Page:Magdeleine du Genestoux Le trésor de Mr. Toupie - 1924.djvu/13

La bibliothèque libre.
Cette page a été validée par deux contributeurs.
11
SI NOUS PARTIONS !…

Les deux frères avaient arrangé leur petit appartement d’une façon très confortable : chacun était installé selon son goût et les nécessités de son travail. Louis occupait deux pièces, l’une était sa chambre à coucher, l’autre son cabinet.

Louis n’était pas encore de retour lorsque Charles rentra.

Celui-ci s’assit à son bureau, prit ses livres et commença à travailler.

Mais son esprit était distrait : tandis qu’il tenait son porte-plume au-dessus d’une feuille de papier, tout à coup, il vit un petit dessin qu’il avait tracé inconsciemment. Ce dessin représentait une Vierge sur un rocher très abrupt, une ancienne cathédrale — d’un style fort mélangé — et sur le bord d’une rivière, une vieille, très vieille maison : large portail et à toit pointu. À l’arrière-plan de ce dessin, une niche à chien se dressait, beaucoup plus haute que la cathédrale.

D’un coup de plume, Charles effaça tout et se plongea dans l’étude.

Il travailla sans lever la tête jusqu’au moment où son frère entra dans la pièce et lui mit la main sur l’épaule.

« Eh bien ! Charles, tu n’as pas faim ? Il est tard. As-tu fini tes devoirs ? »

Les deux frères se ressemblaient beaucoup. C’étaient, chez l’un et chez l’autre, les mêmes cheveux blonds, les mêmes yeux bleus, la même fermeté de manières : mais chez l’aîné, des plis un peu amers paraissaient au coin de ses lèvres et barraient son front. Il était pâle et ses yeux révélaient un peu de tristesse.

Charles se leva vivement.

« Oh ! mon vieux frère, j’ai un tas de choses à te dire.
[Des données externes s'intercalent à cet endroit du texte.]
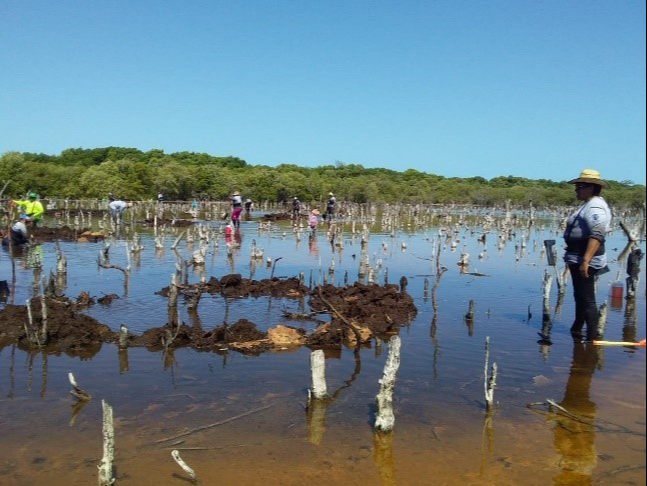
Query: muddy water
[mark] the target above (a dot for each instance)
(239, 419)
Figure-toi… Mais d’abord, comment va ton rhume ?

— Oh il se porte très bien, je n’en ai plus que pour un ou deux jours.

— Tu ferais mieux de te soigner plutôt que de soigner les autres, » dit Charles en prenant le bras de son frère pour se rendre à la salle à manger.

Lorsqu’ils eurent avalé le brûlant et excellent potage que le vieille Brigitte avait posé sur la table, Charles commença d’un air triomphant :

« Louis, mon frère, as-tu lu ce matin le Coq gaulois ?

— Non, je t’avoue que je n’ai lu aucun journal ce matin.

— Alors, tu ne connais pas le concours de cet excellent M. Toupie ?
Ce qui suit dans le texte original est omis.